Na proposta da SMT haveria, ainda, um aumento de 25% no escopo dos serviços, o que pela lógica simples daria para aumentar o atendimento por mais 28,5 quilômetros, ainda insuficiente para levar essa alternativa de lazer e incentivo ao uso da bicicleta para mais bairros da capital fora do centro expandido, do lado de cá da ponte.
Pediram, para isso, uma verba de R$ 61 milhões para o primeiro ano da prorrogação. Não rolou. No máximo, o tempo extra será de mais 12 meses, a partir de maio de 2025, e o valor do serviço será corrigido pelo Índice de Preços ao Consumidor da Fipe. E só. Para isso, a Secretaria de Finanças reservou R$ 45 milhões dentro da Lei Orçamentária vigente.

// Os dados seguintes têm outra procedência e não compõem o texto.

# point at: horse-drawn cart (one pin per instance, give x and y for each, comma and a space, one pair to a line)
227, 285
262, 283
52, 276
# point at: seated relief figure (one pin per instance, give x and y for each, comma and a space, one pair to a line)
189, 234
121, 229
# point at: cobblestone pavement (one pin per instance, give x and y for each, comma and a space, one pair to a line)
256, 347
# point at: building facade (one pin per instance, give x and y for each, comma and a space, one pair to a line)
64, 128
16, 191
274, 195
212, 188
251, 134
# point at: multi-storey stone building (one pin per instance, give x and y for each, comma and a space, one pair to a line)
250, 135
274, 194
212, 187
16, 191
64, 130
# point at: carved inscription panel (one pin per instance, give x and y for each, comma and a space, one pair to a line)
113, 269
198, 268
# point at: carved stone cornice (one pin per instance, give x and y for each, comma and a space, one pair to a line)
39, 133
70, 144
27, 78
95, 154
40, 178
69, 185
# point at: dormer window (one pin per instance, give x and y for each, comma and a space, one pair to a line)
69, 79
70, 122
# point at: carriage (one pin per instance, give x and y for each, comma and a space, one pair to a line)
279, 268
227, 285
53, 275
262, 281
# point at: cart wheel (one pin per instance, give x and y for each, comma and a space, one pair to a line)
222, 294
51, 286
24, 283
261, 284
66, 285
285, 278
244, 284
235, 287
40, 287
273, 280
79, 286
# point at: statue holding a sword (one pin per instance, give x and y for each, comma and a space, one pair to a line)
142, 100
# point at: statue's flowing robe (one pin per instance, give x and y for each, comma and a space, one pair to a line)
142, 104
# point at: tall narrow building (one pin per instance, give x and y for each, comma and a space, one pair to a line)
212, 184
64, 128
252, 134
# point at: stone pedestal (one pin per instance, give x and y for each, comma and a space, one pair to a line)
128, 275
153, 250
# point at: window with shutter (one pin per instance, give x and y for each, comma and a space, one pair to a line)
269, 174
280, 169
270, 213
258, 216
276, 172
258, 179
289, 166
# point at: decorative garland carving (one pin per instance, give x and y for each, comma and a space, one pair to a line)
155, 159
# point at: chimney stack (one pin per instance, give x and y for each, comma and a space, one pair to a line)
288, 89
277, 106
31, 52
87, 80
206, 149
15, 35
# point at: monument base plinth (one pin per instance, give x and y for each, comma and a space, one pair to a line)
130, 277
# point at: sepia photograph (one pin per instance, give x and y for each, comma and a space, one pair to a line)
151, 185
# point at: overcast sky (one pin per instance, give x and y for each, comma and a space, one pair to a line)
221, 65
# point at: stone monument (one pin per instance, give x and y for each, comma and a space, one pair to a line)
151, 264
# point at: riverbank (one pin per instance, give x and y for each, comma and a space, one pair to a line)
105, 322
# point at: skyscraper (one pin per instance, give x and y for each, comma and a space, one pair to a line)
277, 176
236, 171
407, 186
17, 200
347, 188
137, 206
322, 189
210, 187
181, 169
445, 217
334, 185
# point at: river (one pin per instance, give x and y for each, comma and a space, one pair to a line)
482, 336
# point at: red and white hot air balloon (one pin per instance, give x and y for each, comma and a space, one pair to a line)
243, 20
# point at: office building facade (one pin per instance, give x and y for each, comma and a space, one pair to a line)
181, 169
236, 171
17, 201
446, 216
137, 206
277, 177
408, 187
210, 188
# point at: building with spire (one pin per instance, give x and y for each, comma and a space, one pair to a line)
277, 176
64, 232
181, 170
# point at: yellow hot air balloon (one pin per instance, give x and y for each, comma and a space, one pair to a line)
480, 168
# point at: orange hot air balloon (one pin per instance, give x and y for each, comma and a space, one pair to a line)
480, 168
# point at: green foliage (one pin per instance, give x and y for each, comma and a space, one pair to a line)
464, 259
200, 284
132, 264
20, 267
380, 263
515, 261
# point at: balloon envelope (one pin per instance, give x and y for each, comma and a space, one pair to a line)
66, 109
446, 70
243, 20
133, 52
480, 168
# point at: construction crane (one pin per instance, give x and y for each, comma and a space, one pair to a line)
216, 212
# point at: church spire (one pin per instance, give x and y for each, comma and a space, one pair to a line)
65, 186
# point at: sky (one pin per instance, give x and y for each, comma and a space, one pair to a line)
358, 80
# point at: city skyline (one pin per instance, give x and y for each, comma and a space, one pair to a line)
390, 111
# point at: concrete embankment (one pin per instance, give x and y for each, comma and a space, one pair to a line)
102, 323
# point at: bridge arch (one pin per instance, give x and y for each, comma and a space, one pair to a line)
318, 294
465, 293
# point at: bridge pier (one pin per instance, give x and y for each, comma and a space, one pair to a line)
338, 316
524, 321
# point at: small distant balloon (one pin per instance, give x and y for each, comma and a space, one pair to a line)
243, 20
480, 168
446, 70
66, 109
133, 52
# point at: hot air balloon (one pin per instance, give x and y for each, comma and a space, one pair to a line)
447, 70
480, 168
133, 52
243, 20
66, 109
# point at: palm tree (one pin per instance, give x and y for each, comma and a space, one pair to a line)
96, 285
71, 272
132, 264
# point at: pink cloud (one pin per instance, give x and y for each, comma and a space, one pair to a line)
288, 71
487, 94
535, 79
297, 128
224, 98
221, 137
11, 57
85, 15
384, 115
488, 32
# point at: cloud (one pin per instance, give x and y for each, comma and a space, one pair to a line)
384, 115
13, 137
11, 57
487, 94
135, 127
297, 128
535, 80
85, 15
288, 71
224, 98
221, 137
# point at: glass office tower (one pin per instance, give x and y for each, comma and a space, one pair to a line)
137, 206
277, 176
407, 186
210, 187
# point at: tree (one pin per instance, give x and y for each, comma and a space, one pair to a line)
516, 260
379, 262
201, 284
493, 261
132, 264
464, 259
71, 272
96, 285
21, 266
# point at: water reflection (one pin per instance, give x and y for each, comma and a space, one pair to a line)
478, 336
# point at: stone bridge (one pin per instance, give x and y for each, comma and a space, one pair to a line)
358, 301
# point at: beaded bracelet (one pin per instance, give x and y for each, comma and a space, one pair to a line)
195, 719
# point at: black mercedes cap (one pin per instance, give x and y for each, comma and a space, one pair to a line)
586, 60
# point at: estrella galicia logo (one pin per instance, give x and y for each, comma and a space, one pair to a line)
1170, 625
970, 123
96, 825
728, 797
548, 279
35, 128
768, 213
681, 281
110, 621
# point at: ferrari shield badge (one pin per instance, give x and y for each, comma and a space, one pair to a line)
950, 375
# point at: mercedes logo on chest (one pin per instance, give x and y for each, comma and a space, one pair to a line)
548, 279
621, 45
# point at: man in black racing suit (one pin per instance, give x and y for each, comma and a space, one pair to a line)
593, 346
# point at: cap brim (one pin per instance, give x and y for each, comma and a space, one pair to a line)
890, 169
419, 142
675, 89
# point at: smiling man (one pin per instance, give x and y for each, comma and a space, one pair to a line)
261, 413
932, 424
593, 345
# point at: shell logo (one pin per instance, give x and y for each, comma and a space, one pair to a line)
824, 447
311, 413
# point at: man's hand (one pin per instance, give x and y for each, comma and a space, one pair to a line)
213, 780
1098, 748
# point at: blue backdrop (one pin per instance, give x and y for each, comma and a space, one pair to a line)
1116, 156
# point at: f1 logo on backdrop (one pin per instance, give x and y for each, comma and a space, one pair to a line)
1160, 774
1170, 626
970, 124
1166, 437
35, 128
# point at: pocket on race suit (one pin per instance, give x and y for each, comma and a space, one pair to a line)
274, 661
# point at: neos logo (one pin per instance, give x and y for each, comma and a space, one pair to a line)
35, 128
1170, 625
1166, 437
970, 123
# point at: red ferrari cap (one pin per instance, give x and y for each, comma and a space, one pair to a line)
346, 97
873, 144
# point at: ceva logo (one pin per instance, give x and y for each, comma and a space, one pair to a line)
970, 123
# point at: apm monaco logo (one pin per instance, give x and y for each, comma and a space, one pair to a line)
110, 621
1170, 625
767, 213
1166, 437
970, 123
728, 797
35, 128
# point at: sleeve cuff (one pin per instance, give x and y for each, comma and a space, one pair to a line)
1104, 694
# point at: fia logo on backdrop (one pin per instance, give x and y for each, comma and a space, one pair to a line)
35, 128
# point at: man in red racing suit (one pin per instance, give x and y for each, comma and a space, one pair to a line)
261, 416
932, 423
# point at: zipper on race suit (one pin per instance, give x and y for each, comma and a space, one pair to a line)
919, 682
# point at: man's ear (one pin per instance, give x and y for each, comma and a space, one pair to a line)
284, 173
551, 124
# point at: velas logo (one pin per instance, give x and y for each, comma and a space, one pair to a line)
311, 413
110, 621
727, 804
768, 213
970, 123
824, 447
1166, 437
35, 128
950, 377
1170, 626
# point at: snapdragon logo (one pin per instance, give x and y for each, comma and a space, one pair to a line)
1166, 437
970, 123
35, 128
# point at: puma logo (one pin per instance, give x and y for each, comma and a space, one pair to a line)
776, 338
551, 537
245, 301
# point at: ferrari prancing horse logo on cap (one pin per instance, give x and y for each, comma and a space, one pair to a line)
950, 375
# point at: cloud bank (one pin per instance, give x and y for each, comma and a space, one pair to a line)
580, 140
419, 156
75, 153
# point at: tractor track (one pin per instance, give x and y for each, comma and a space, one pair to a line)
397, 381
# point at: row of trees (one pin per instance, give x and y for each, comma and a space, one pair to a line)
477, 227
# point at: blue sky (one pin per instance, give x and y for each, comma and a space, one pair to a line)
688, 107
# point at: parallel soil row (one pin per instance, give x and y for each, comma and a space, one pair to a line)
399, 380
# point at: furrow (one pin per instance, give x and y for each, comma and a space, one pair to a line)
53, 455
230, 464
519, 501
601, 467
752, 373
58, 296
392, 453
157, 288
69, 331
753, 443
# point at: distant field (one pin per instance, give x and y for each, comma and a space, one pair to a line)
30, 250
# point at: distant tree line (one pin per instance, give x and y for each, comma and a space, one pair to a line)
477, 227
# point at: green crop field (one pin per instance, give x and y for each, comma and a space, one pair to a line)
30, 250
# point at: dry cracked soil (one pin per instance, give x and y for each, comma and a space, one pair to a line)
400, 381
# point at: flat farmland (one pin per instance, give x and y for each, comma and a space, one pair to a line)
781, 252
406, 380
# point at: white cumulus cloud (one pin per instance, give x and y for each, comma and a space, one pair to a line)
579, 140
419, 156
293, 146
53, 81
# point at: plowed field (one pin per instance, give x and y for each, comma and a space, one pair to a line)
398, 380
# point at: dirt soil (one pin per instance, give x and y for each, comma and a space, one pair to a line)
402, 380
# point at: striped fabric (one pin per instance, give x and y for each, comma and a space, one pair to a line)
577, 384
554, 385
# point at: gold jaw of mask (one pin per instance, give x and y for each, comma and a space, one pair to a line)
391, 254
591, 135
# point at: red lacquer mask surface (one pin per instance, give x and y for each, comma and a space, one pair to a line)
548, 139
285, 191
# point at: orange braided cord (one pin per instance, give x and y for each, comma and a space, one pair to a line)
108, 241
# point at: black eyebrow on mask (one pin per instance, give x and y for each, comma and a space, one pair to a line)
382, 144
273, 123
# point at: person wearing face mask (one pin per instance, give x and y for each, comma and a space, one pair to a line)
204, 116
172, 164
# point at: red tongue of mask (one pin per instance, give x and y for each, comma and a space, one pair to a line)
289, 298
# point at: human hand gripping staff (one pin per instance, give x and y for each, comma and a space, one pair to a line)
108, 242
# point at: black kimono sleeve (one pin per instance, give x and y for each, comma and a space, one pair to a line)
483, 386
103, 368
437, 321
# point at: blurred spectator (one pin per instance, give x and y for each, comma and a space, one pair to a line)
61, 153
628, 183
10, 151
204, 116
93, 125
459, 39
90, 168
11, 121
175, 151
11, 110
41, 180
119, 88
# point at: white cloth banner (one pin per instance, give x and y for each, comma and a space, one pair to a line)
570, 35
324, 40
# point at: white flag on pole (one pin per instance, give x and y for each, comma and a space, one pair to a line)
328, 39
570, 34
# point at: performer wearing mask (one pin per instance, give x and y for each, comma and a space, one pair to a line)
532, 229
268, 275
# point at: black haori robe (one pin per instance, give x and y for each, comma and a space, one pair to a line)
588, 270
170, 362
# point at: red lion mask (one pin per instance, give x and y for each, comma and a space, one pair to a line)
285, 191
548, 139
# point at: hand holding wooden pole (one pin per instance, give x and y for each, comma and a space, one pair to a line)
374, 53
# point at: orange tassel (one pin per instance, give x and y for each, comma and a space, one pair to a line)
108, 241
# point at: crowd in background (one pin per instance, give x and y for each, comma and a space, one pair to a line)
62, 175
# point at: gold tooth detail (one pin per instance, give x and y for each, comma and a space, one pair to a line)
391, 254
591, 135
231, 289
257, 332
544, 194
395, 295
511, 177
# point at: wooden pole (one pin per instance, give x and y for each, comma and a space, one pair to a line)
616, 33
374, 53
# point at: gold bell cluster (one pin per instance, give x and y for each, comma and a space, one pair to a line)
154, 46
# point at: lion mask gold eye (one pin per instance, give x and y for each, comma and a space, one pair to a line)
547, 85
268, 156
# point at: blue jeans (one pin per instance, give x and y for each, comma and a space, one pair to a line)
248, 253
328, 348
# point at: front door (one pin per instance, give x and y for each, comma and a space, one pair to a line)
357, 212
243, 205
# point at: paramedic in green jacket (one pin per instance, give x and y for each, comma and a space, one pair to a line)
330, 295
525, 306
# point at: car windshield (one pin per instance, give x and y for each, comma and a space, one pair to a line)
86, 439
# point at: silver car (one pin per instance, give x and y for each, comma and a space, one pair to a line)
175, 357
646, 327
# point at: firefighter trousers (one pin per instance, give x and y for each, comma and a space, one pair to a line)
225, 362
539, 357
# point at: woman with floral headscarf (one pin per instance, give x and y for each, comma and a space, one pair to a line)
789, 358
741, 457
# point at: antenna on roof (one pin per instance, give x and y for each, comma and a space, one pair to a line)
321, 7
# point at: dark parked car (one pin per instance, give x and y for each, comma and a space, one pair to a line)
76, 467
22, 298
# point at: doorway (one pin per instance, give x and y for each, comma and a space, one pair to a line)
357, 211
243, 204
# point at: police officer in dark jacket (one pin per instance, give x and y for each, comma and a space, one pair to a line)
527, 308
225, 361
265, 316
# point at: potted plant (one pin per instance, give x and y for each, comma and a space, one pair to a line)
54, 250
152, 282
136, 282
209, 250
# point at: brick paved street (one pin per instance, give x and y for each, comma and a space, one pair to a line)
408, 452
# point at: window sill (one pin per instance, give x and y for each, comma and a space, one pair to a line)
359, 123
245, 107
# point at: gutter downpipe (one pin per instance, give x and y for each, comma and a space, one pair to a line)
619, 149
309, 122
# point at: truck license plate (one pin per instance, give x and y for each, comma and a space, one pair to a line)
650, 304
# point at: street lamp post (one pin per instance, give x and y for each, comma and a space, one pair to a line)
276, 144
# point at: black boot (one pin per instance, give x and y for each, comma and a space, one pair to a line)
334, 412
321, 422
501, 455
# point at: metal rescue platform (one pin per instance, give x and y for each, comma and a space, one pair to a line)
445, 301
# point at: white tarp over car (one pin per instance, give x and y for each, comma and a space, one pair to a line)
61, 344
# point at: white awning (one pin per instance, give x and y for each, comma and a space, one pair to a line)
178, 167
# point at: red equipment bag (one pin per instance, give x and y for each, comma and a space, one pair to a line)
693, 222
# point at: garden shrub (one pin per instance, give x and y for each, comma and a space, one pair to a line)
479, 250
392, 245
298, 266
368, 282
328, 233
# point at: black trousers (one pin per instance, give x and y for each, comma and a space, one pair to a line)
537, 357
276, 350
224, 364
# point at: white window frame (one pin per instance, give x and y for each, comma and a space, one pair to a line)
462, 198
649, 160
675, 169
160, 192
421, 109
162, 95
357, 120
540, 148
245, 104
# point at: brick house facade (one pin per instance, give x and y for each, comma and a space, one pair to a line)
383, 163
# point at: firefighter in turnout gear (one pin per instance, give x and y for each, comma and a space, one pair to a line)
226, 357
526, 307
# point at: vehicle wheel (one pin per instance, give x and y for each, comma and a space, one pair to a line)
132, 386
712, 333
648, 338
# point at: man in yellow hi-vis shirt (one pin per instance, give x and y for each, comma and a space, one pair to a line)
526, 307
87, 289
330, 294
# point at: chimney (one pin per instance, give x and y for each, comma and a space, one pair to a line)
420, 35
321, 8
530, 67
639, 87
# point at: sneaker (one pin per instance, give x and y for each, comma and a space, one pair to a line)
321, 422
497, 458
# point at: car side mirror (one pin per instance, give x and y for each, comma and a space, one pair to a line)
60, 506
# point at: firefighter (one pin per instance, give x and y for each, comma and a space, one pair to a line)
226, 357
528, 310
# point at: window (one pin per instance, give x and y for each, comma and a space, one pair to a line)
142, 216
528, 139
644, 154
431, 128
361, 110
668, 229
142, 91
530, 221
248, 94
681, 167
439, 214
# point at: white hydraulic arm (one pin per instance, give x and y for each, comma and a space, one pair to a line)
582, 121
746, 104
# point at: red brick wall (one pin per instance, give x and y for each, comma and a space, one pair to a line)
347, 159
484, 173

Para além dessa prorrogação, qualquer suplementação financeira tem que passar pela Secretaria de Planejamento. E mais: os novos chefões da prefeitura estipularam que o custeio da Ciclofaixa de Lazer tem que voltar para a iniciativa privada. É aí que mora o perigo.
Alegam querer o dinheiro para fazer novas infraestruturas efetivas que atraiam mais pessoas para o uso da bicicleta. É bom discurso, mas não cola. Fica difícil acreditar na promessa de uma gestão que prometeu 300 km de novas ciclovias de 2021 a 2024, mas entregou menos de 100.
E é a mesma gestão que, em termos de segurança viária, preferiu investir no projeto de faixas para motos como solução para reduzir óbitos e lesões no trânsito (que vêm aumentando anualmente) e que, agora, se vê diante de um problemão frente à ofensiva das empresas de aplicativos para liberar o serviço de mototáxi.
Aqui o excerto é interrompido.